On the significance of a novel midpoint rule with midpoint acceleration technique for index 3 DAE multibody dynamical systems

The significance of particular computational algorithm by design within the context of a generalized single step single solve order preserving computational framework encompassing the class of LMS methods which directly deals with index 3 differential algebraic equations (DAE's) that naturally arise in multi-body dynamics systems with constraints is presented.

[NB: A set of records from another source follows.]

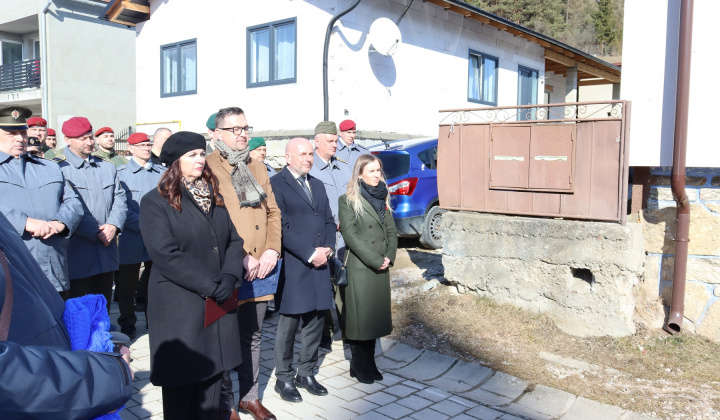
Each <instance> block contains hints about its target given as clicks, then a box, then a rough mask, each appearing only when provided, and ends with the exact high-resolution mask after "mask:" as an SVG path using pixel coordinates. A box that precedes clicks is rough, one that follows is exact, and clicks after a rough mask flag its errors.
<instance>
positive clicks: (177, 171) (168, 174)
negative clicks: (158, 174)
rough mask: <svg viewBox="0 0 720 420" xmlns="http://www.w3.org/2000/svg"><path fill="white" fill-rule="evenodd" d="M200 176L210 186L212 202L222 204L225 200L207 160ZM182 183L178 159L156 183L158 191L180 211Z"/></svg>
mask: <svg viewBox="0 0 720 420" xmlns="http://www.w3.org/2000/svg"><path fill="white" fill-rule="evenodd" d="M200 178H202V179H203V180H205V182H207V183H208V185H209V186H210V190H211V191H212V194H213V202H214V203H215V205H216V206H224V205H225V202H224V201H223V199H222V196H221V195H220V187H219V185H218V180H217V177H216V176H215V174H214V173H212V169H210V167H209V166H208V164H207V162H206V163H205V167H204V168H203V172H202V175H200ZM181 184H182V172H181V171H180V159H178V160H176V161H175V162H173V163H172V164H171V165H170V167H169V168H168V170H167V171H165V173H164V174H163V176H162V178H160V182H159V183H158V192H160V195H162V196H163V197H164V198H165V199H166V200H167V201H168V203H170V205H171V206H172V208H174V209H175V210H177V211H182V204H181V202H182V190H181V189H180V185H181Z"/></svg>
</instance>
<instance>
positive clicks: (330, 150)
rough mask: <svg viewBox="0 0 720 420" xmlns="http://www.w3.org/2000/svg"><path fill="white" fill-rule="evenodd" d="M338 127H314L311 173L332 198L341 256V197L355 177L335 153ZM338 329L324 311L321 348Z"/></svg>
mask: <svg viewBox="0 0 720 420" xmlns="http://www.w3.org/2000/svg"><path fill="white" fill-rule="evenodd" d="M337 143H338V136H337V126H336V125H335V123H334V122H332V121H323V122H321V123H319V124H318V125H317V126H315V152H314V154H313V166H312V169H310V175H312V176H314V177H315V178H317V179H319V180H320V181H322V183H323V186H324V187H325V193H326V194H327V197H328V200H329V201H330V210H331V211H332V215H333V218H335V226H336V228H337V232H336V235H335V243H336V246H335V254H337V256H338V258H340V259H342V258H343V256H344V255H345V241H344V240H343V237H342V235H341V234H340V219H339V217H338V199H339V198H340V196H341V195H343V194H345V193H346V192H347V184H348V182H349V181H350V177H352V168H351V167H350V166H349V165H348V164H347V162H345V161H344V160H342V159H338V158H337V157H336V156H335V152H336V151H337ZM334 330H335V327H334V321H333V317H332V314H331V312H330V310H327V311H325V326H324V328H323V335H322V339H321V340H320V347H322V348H325V349H330V348H331V347H332V336H333V331H334Z"/></svg>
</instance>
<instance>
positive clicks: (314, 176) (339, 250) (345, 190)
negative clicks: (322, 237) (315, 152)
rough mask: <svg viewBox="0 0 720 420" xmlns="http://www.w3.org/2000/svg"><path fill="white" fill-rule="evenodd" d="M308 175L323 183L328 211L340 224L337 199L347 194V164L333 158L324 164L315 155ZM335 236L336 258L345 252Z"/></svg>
mask: <svg viewBox="0 0 720 420" xmlns="http://www.w3.org/2000/svg"><path fill="white" fill-rule="evenodd" d="M310 175H312V176H314V177H315V178H317V179H318V180H320V181H321V182H322V183H323V186H324V187H325V193H326V194H327V196H328V200H330V210H331V211H332V214H333V218H334V219H335V224H336V225H337V224H338V223H340V219H339V218H338V199H339V198H340V196H341V195H343V194H345V193H347V184H348V182H349V181H350V177H351V176H352V169H351V168H350V166H349V165H348V164H347V162H345V161H344V160H340V159H338V158H336V157H334V156H333V157H332V158H330V162H328V163H325V161H324V160H322V159H321V158H320V157H319V156H318V155H317V153H315V155H314V157H313V167H312V169H310ZM336 236H337V237H336V238H335V240H336V248H335V252H336V253H337V254H338V256H342V255H343V252H344V250H345V241H343V238H342V235H340V232H337V235H336Z"/></svg>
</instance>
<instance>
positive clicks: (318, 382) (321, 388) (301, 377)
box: [295, 375, 327, 396]
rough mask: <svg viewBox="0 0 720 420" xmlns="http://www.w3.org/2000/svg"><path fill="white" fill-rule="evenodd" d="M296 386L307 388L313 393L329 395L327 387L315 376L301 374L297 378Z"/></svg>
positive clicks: (317, 394) (307, 391) (324, 394)
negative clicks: (308, 375)
mask: <svg viewBox="0 0 720 420" xmlns="http://www.w3.org/2000/svg"><path fill="white" fill-rule="evenodd" d="M295 386H297V387H298V388H305V390H306V391H307V392H309V393H311V394H313V395H320V396H322V395H327V389H326V388H325V387H324V386H322V385H320V383H319V382H318V381H317V380H316V379H315V377H314V376H300V375H298V376H297V377H296V378H295Z"/></svg>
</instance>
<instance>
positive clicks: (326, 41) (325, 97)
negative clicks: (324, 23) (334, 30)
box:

For deriving the mathematical model for constraint dynamical systems such as multi-body dynamics, the the resulting governing equations naturally arise as index 3 DAE systems involving a position level constraint. there exist numerous computational difficulties with solving the index 3 systems and most existing techniques either loose their expected order of accuracy or fail to complete the analysis, and consequently index reduction methods are employed which in turn cause other problems such as drift in solutions. The present computational framework of a family of algorithms for index 3 DAE systems described here, have been derived from the GSSSS family of algorithms for linear dynamical non-constraint systems, based on the algorithmic time level consistency theorem. The algorithmic framework is capable of providing stable, robust, and accurate integration of index 3 DAE's directly for both rigid and rigid/flexible multi-body dynamics applications. A challenging numerical example is employed and numerical illustrations demonstrate the significance and importance of the presented technique, namely a novel midpoint rule formulation with midpoint based acceleration in resolving the numerical difficulties in contrast to the classical midpoint rule with endpoint acceleration and the classical Newmark method.